Picture running a complex distributed service like a global e-commerce website powered by several microservices on the backend, such as the product catalog service, inventory service, order service, payment service, and so on. These individual microservices could be composed of more microservices based on the module requirements. This gives us an idea of our service architecture complexity.
At peak times, the orders are being created into the system at a healthy rate, but over time, the customers start to experience delays in processing the payments. A significant percentage of cart payments begin to fail.
What do we do? How do we pinpoint the bug or the issue in our system? How do we figure out what part or component of our system is facing issues?
This is where end-to-end system observability saves the day.
What is observability?
Understanding Observability
Observability refers to the degree or level of understanding we have of our distributed system running in production. System observability enables us to analyze the system's behavior and pinpoint and fix the issues the system experiences in production in minimal time. Without it, we would sit in the dark without any idea of what had gone wrong.
Distributed services such as massive e-commerce sites, movie streaming platforms, social networks, etc., deployed across the world in different cloud regions and availability zones are complex in nature. To ensure their smooth functioning, we need to have real-time production insights.
System observability helps us ensure system reliability, availability, scalability, and much more in distributed systems, which I am going to discuss in this post.
We'll begin with telemetry, which is a fundamental component of observability.
What Is Telemetry?
Telemetry is an automated process of collecting and transmitting insightful data from different parts of a distributed system to a centralized location for monitoring and analysis. This enables the platform, development, and infrastructure teams to understand what went wrong when the system starts to show unpredictable behavior.
What is this insightful telemetry data I am talking about?
Telemetry data involves logs, metrics, traces and other relevant contextual information. Continually sending telemetry data in real-time or at regular intervals from different microservices and other parts of the distributed system to a centralized location for monitoring is a key part of the continuous monitoring process.
This helps the teams gain insight into the behavior and performance of the system, enabling them to identify and fix infrastructural issues, in addition to performing future capacity planning.
Let's have a quick insight into logs, metrics and traces.
Telemetry Data (Logs, Metrics, Traces)
Logs
When we code an application, along with the main code, we add logs that give us an insight into the code flow during the development phase as well as after the application is deployed in production.
During development, logs help us debug the code, and in production, they give us a clear insight into the application flow, helping us understand the system's behavior.
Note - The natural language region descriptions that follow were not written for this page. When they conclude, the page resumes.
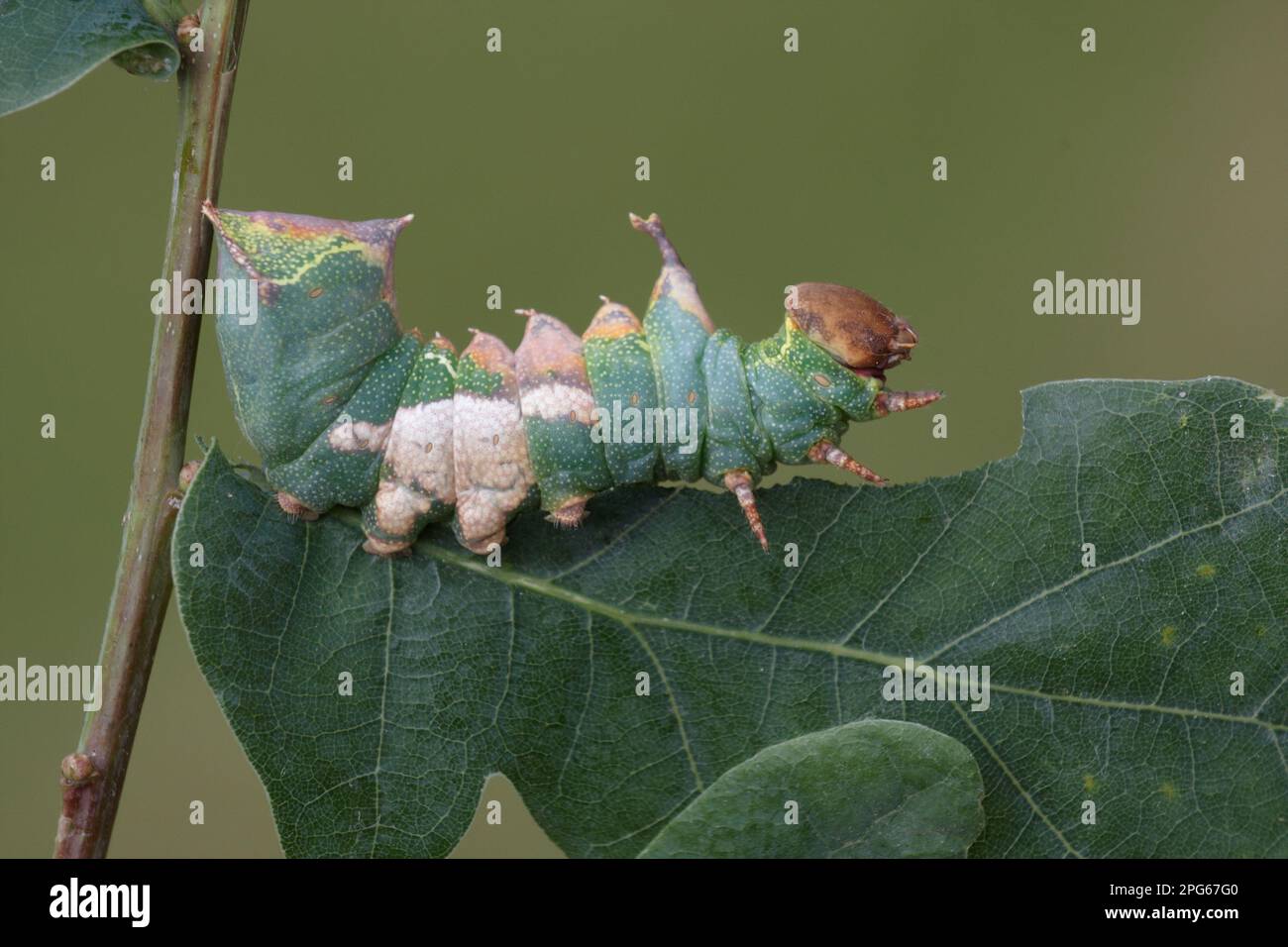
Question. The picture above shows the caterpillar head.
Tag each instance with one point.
(851, 326)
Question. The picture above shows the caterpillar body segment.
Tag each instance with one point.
(346, 408)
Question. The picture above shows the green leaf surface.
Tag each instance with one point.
(46, 46)
(1109, 684)
(872, 789)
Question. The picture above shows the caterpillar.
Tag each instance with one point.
(346, 408)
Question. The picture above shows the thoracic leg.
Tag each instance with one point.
(827, 453)
(905, 401)
(739, 483)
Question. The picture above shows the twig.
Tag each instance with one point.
(93, 776)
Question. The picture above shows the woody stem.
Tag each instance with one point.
(94, 776)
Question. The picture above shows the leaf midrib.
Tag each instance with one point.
(634, 620)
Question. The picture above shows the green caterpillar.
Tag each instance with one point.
(346, 408)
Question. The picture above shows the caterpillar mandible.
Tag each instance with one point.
(346, 408)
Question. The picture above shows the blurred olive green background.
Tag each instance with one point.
(768, 167)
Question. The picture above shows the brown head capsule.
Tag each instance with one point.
(851, 326)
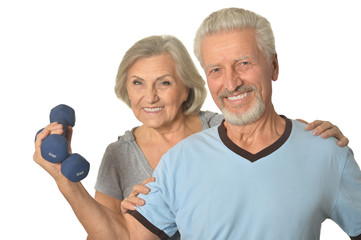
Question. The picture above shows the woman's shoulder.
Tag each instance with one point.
(124, 141)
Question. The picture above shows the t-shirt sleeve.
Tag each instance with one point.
(108, 180)
(347, 210)
(157, 214)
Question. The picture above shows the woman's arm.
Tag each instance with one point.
(326, 129)
(98, 221)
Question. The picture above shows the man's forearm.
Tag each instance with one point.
(97, 220)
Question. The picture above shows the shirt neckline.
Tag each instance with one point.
(264, 152)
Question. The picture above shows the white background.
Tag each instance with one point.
(54, 52)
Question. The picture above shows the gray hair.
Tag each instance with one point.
(185, 68)
(230, 19)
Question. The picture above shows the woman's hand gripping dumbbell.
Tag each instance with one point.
(55, 147)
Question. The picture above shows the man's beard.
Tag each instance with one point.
(247, 117)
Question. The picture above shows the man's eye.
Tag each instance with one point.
(243, 65)
(214, 70)
(136, 82)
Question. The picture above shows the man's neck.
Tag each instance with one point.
(258, 135)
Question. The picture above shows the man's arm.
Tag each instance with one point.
(99, 222)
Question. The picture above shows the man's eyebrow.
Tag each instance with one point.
(212, 66)
(242, 58)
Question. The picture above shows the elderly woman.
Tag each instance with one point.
(159, 81)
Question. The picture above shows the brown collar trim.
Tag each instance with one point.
(250, 156)
(162, 235)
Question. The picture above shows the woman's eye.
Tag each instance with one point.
(165, 83)
(136, 82)
(214, 70)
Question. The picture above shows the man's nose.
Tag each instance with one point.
(232, 80)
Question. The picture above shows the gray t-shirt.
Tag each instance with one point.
(124, 165)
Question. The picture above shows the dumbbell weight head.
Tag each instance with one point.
(75, 167)
(63, 114)
(54, 148)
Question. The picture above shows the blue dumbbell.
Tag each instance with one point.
(54, 147)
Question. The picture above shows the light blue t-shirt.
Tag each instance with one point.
(208, 188)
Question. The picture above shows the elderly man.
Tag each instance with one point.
(258, 175)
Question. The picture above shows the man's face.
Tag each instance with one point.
(238, 75)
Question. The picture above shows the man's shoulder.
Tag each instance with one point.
(317, 144)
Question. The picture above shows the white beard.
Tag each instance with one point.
(248, 117)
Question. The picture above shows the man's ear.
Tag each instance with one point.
(275, 67)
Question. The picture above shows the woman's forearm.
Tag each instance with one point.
(97, 220)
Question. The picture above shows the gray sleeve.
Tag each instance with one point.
(108, 180)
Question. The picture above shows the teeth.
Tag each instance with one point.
(153, 109)
(238, 96)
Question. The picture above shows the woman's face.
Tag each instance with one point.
(155, 91)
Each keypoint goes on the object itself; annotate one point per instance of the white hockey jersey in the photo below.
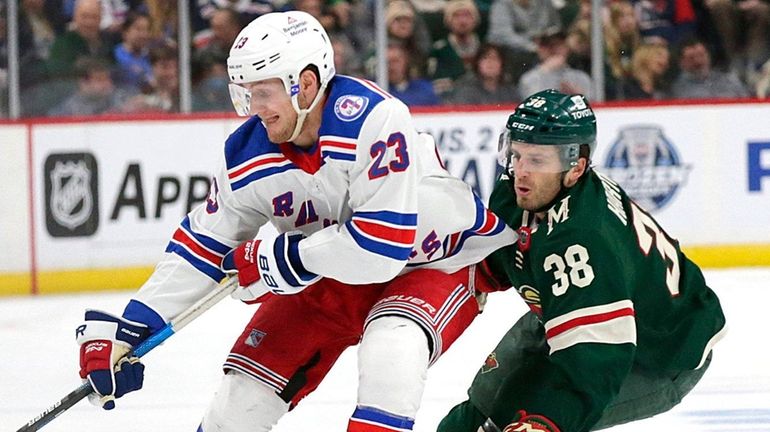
(371, 197)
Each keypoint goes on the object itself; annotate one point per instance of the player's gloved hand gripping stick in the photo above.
(140, 350)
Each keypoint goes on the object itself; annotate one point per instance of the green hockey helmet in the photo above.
(549, 118)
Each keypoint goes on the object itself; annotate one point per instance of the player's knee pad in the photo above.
(242, 404)
(392, 365)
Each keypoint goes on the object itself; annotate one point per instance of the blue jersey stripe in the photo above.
(338, 156)
(206, 241)
(204, 267)
(382, 417)
(403, 219)
(256, 175)
(379, 248)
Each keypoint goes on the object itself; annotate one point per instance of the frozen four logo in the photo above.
(350, 107)
(646, 164)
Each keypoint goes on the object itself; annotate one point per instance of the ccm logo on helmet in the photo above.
(522, 126)
(582, 113)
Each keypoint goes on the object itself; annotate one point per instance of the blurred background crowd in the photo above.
(88, 57)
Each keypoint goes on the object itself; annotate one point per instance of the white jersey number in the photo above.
(571, 269)
(648, 232)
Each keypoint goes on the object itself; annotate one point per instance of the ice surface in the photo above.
(38, 356)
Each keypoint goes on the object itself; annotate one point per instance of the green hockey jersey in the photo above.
(612, 290)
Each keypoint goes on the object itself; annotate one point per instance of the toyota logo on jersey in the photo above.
(350, 107)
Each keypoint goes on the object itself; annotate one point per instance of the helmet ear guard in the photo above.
(280, 45)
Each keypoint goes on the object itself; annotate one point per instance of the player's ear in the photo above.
(575, 172)
(308, 84)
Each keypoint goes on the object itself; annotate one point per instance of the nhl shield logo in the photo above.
(71, 195)
(490, 363)
(255, 338)
(645, 163)
(350, 107)
(71, 200)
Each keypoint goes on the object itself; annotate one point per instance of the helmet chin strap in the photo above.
(302, 113)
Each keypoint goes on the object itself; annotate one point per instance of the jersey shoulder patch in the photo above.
(250, 156)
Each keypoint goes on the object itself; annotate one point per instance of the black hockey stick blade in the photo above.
(59, 407)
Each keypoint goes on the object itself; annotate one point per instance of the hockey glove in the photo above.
(531, 422)
(280, 266)
(104, 342)
(242, 261)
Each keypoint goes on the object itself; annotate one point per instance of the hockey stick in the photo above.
(143, 348)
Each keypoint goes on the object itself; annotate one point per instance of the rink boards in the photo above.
(91, 204)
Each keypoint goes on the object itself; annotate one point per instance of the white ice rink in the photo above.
(38, 356)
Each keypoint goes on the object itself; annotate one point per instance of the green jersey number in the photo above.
(648, 232)
(570, 269)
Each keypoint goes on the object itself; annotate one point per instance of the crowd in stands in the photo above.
(86, 57)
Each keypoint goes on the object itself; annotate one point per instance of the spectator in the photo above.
(114, 13)
(318, 10)
(698, 80)
(96, 92)
(621, 37)
(432, 13)
(553, 72)
(164, 18)
(84, 39)
(579, 45)
(408, 30)
(346, 62)
(649, 66)
(514, 23)
(744, 30)
(670, 20)
(225, 26)
(205, 10)
(487, 83)
(453, 56)
(402, 83)
(161, 93)
(132, 56)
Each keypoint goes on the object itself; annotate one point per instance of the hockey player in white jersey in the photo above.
(377, 244)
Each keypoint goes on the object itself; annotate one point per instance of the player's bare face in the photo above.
(272, 105)
(537, 175)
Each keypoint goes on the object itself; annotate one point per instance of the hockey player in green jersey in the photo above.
(621, 323)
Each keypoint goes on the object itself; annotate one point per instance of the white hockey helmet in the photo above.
(279, 45)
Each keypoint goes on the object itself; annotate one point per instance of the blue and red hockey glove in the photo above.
(104, 342)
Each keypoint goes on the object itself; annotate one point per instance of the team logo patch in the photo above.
(212, 205)
(645, 163)
(490, 363)
(71, 194)
(255, 338)
(350, 107)
(531, 297)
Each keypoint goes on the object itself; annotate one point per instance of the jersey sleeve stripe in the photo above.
(368, 419)
(183, 239)
(259, 161)
(336, 147)
(201, 265)
(609, 324)
(286, 251)
(377, 246)
(373, 87)
(397, 236)
(259, 174)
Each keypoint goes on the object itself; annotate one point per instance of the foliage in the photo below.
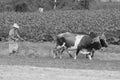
(44, 26)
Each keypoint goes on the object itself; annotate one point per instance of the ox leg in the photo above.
(76, 54)
(89, 56)
(55, 52)
(69, 54)
(92, 53)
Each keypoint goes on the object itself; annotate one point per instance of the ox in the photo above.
(80, 42)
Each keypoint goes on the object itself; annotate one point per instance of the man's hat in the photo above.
(15, 25)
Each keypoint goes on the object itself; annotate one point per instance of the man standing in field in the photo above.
(13, 39)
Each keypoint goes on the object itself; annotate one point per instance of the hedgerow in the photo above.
(44, 26)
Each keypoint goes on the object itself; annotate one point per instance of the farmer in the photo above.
(13, 39)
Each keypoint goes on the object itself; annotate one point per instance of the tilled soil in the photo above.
(104, 66)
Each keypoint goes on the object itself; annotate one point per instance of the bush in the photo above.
(38, 26)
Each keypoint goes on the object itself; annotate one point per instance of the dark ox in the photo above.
(81, 42)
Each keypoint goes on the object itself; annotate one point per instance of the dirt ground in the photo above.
(35, 62)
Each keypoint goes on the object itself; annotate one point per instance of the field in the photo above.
(35, 62)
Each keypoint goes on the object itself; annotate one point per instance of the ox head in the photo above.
(99, 42)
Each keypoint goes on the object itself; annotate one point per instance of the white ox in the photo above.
(81, 42)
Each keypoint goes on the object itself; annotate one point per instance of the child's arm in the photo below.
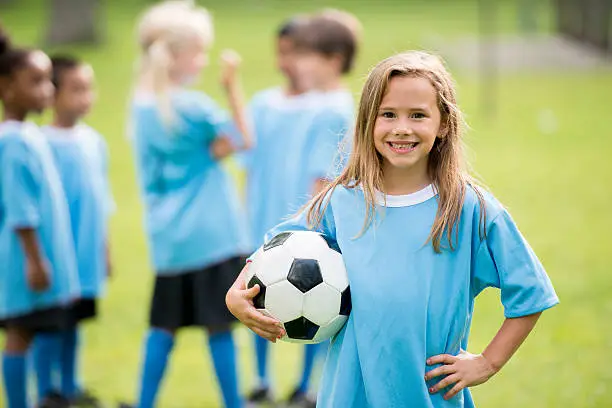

This is how we get visibility into the functioning of our software.
Metrics
Metrics primarily help us gauge the system's performance. Typical metrics that we analyze are response times, rate of specific user events, throughput, CPU, memory, disk utilization, network latency, error rates, system availability metrics (typically in %), and so on.
So, for instance, if I develop a certain application module or feature and deploy it on the server. The logs will help me understand the code flow. Metrics will help me understand the server resource usage. With it, I can gauge the resource consumption of virtual machines, bare metal servers or the cloud platform our workload is hosted on.
This helps with the capacity planning, understanding what service features are resource-hungry, and helps ensure our infrastructure has enough capacity to handle the peak traffic.
Besides the infrastructure resource consumption, metrics help us understand the service response times, throughput, user events, error rates, etc., as well.
Img src: Grafana
The above is the image of a Grafana dashboard displaying production metrics.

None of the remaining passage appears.